This repository holds an implementation of the Deep Learning Dual Encoder LSTM Model and the Vector Space Model, both used to evaluate and analyze the impact of the context size over the quality of responses.
Some of the codes used here were produced in this hands-on, which implement the Dual Encoder LSTM Model, from this paper, also implement the Vector Space Model, which in this research was used as a baseline.
The codes use Python 3. Clone the repository and install all necessary packages:
1. install tensorflow (version 0.11 and above work correctly, version 0.10 not tested)
2. (optional) install cuda + cudnn (recommend for gpu support)
2. pip install -U pip
3. pip install -r requirements.txt
Experiments can be performed using Ubuntu Dialogue Corpus version 2.0 featured in this paper, whose generation script is available in this repository. However, since the goal of the research was to understand the impact of context size on predicting the next utterance, it was necessary to modify the generation script to get training sets with the number of turns informed by argument. Thus, the modified script can be found in the scripts folder.
For the generation of training sets, follow the steps described in this repository, except for the addition of a sub parser to the training parser to determine the desired number of turns.
train
: training set generator
-t
: desired number of turns
Example for generating a set consisting of contexts with 2 turns:
python create_ubuntu_dataset_modificado.py --data_root ./dados -o 'train.csv' -t -s -l train -t 2
Run training set generation with the modified script, but for validation and test sets use the original script, or download all required sets here.
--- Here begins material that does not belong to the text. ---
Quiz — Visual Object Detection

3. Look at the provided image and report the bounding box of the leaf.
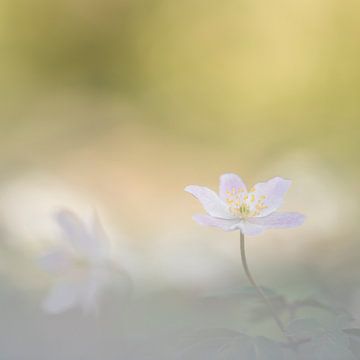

Finally, move all files to the ./Data
folder.
Before moving to Deep Learning model training, sets need to be transformed from CSV to TFRecord.
cd scripts
python prepare-data.py
python udc_train.py
python udc_test.py --model_dir=...
Example:
python udc_test.py --model_dir=./runs/1481183770/
python udc_predict.py --model_dir=...
Example:
python udc_predict.py --model_dir=./runs/1481183770/
As a baseline, we used the Vector Space Model, available in the notebooks folder.